Comparative prices of water and sewerage, Lodz and Gdansk, February 1998

(Zloty per cubic meter, for households)

 

Lodz

Gdansk

     

Water

0.93

 

Sewerage

0.60

 

Combined

1.53

2.41

Note: construction contract of GdE subsidiary OTV

GdE's interest in the water and sewerage concession in Lodz originated from a construction contract held by the engineering subsidiary of GdE, Omnium de Traitement et Valorisation (OTV), before 1993.

The council had started construction of the first stages of the sewerage plant in Lodz in the 1980s, and then transferred the contract for the work to a joint venture works company, 49% owned by the council, 49% owned by OTV.

There were many problems with the contract. The work was being done late and uneconomically - Lodz council brought constant economic cases against OTV for failures.

When OTV bought equipment, it was always from GdE subsidiaries in France - tenders were apparently held, but French companies always won. The equipment sometimes did not work and was invariably late.

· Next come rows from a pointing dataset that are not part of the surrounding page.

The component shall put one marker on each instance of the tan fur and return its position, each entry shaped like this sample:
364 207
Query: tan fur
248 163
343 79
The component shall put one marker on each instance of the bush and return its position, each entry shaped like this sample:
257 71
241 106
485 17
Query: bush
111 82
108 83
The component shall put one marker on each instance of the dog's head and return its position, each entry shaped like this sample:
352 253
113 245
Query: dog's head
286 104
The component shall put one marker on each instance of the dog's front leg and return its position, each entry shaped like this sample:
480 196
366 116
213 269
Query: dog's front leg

Criticism of this contract became part of the political argument around privatisation in 1994. One employee of OTV who refused to sign documents about fictional tenders was sacked, with I hour to clear his desk.

After the election in 1994, MPs and senators wrote to the public prosecutor, asking for OTV to be investigated and sacked. The report was published in February 1995, and said that the company was in breach of contract because they were not keeping deadlines, construction work was not finished on time, and they were paying themselves for work eg instead of buying Polish equipment were buying French equipment which did not fit.

In March 1995 the council terminated OTV's involvement and bought out their interests in the works company, so that it is now once again 100% owned by the council.